Abena suffers from Bipolar Disorder which sometimes makes her relapse and drops certain shocking information which are very explicit. She even revealed that she becomes very sensitive when she relapse.

While the whole country was talking about a list she dropped recently, a social media user has called on Ghanaians to have pity on her.

Mikdad Mohammed on social media after watching Abena’s Video has recounted her life story which led to her current trauma.

He wrote”

Defiled at 5 by a 13-year old neighbour, made it to Aburi Girls where the signs were on the wall, had her first mental relapse in a University campus where she was a fast rising student activist super brilliant in class, lost her true love and friends, later jailed in New York for 18 months for trafficking heroine to pay for her Ukraine Medical School admission because the boss at the Scholarship Office allegedly wanted sex the very moment his eyes saw her, the story of Abena Korkor is as pathetic as it is sad; revolving around men (and some women) who craved for the banging body but overlooked the mental challenge upstairs, which has led many in her shoes to suicide when help didn’t come.

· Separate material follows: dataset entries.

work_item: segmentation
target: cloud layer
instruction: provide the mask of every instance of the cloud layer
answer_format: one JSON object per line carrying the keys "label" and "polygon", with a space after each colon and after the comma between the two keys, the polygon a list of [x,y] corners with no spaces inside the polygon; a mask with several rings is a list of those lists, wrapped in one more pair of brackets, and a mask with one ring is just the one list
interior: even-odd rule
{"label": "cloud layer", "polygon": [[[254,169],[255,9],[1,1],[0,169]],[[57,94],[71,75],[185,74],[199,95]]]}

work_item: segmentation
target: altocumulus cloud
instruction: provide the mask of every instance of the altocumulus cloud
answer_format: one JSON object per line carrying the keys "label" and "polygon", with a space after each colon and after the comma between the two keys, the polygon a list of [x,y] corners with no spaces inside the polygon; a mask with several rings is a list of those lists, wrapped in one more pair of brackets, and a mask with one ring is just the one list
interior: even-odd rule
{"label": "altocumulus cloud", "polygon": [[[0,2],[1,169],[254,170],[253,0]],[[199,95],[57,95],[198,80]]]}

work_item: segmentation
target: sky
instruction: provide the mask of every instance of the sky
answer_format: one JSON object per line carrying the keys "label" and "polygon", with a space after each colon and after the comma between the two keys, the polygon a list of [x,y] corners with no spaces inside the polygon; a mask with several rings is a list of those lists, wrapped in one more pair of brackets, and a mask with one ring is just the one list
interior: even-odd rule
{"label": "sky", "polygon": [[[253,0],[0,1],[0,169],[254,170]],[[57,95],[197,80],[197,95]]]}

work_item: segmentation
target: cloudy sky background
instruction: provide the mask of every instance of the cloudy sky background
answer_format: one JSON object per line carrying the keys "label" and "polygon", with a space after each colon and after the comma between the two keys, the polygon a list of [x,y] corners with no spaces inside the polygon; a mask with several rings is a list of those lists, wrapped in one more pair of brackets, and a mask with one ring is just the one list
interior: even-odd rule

Betrayed by her friends, unable to hold down any job and bouts of relapse later, we want to judge her and make her the object of mockery or hate? No. It can’t be right. And without passing any judgment on any specific man, anyman who unzips before [an occasionally] “mentally challenged” person no matter the context, should know he’s signing an “anything-can-happen-later” agreement with the tip of his penis. The story of Abena Korkor is the story of a damsel going through a tough time and almost everyone who tried to help ended up eating her cookie, of course with her consent. The girl just deserves sympathy and support. Her predicament speaks to the neglect of mental issues in our homes, in our schools, in our courts and in the corridors of our government where resources are allocated to solve our problems. I don’t know her. Have never met her. I don’t know anybody who knows her but just like I did for Irbard, I am providing an intellectual divergence, even if amateurish at which heart is the need to rethink our approach to mental health.